Redrawing Flood Maps:
A New National Priority
The Federal Emergency Management Agency is about to launch an extensive nationwide effort to redraw the maps that predict where floods are likely to occur, a move that will have major financial implications for homeowners, property developers and the government-run flood-insurance program.
The effort comes as Hurricane Isabel made landfall recently, lashing parts of the Eastern Seaboard with strong winds and torrents of rain, and bringing the specter of destructive deluges to millions of Americans.
"Flooding is our most frequent and most costly hazard," says Anthony S. Lowe, director of the Mitigation Division at FEMA, which earlier this year joined the Department of Homeland Security. "These maps are used 25 million times a year," he says. "We're talking about a huge variety of people, from insurance professionals to folks in communities to decide where to locate their homes." Three-quarters of the 100,000 flood maps nationwide are over a decade old.
Flood-related property damage is on the rise, up to nearly $6 billion a year, from around $3.3 billion in the 1980s, according to the National Weather Service.
New flood maps can create deep puddles for homeowners and real-estate developers. Landowners have a strong financial interest to keep the map lines off their property since being in a flood zone increases construction and insurance costs. Zoning ordinances often restrict development on land that falls in a mapped flood zone or require mitigation techniques such as keeping building heights two feet above where floods are common.
For property owners, being in a flood zone on the map can mean having to buy into the FEMA-run National Flood Insurance Program, the sole underwriter of such insurance.

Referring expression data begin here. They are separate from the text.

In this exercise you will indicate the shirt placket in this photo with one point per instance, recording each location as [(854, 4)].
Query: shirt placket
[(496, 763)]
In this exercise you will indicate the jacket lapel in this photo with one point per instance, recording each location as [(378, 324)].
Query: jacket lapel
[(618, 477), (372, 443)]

Homeowners with federally regulated mortgages are required to have flood coverage. Some 4.4 million homeowners participate, paying an average of $403 a year, a figure that includes those outside designated flood zones who voluntarily buy insurance at reduced rates. People in the flood zone "pay significantly more than $403 because the premiums fluctuate according to the risk," says Mark Stevens, a FEMA spokesman.
The bite that flood insurance takes is on top of regular homeowners-insurance policies, which jumped 7% in average cost this year to $569 and are expected to go up another 8% next year, according to the Insurance Information Institute, an industry-backed research group.
North Carolina, which started its own mapping process several years ago, provides a glimpse of how the process may play out across the country (See www.ncfloodmaps.com). So far, for instance, 25 counties in the state have new flood maps, but homeowners in a subdivision in Rocky Mount, near flood-prone Stony Creek, aren't buying the changes. Wardlaw Lamar, a local attorney whose house borders the creek, says mapping officials "made a knee-jerk reaction to some unusual circumstances along Stony Creek."
Those "unusual circumstances" were the floods caused by Hurricane Floyd in 1999 and the storms that preceded it. The rains sank Mr. Lamar's living room in six feet of water and forced him to move in with his mother-in-law while repairs were made. The new map's flood boundary runs across the other side of the street, an area that he says didn't even carry standing water during Floyd.
As part of its push, FEMA has selected Michael Baker Corp., a Pittsburgh-based engineering company, to handle the enormous mapping effort and is in final negotiations on what is expected to be a potential $750 million, five-year contract. The remapping of the entire country would involve sending squadrons of aircraft equipped with laser-pulsing sensors to measure, down to a foot and a half, the contours and fissures that determine where flood waters collect. IBM Global Services Inc., a consulting unit of International Business Machines Corp., also is expected to take part in the contract.
The total cost of the program is expected to be $1 billion and take seven years. Congress appropriated $150 million in the 2003 fiscal year budget and is likely to raise that amount to $200 million for 2004.
FEMA won't say whether the mapping process will increase or decrease the number of properties in the high-risk designation, or whether insurance premiums will rise or fall as a result. But experts say real-estate growth has had a direct effect on how high flood waters rise in bad storms.
"Generally speaking, flood levels have gone up because of more development," says Larry Larson, executive director of the Association of State Flood Plain Managers, a professional group based in Madison, Wis. As land is paved over for driveways and parking lots, the ground's ability to drink up rain water is reduced, he says.
Northeastern Indiana knows all too well the perils of inaccurate flood maps. The area was the victim of "the firecracker floods" last Independence Day.
"Without a doubt, development in the flood plain added to the fact that we crested higher than ever," says Rodney Renkenberger, executive director of the Maumee River Basin Commission, which supervises the area's drainage. Flood maps in two of the hardest-hit counties, Adams and Allen, haven't been updated since 1981 and 1990, respectively. Almost $30 million in disaster assistance already has been allotted by FEMA to assist storm victims.
North Carolina shared a similar experience following Hurricane Floyd. "After Hurricane Floyd, we determined that 80% of all homes damaged or destroyed weren't shown in a flood zone," says John Dorman, administrator for the North Carolina Flood Plain Mapping Program.
As for Mr. Lamar, he and his neighbors are talking about hiring an engineer to survey the area themselves, at a cost of around $25,000. Meantime, he had a tree trimmer come by in advance of Isabel to take out five poplar trees near his house. "I'm worried about those 150 mile-per-hour winds."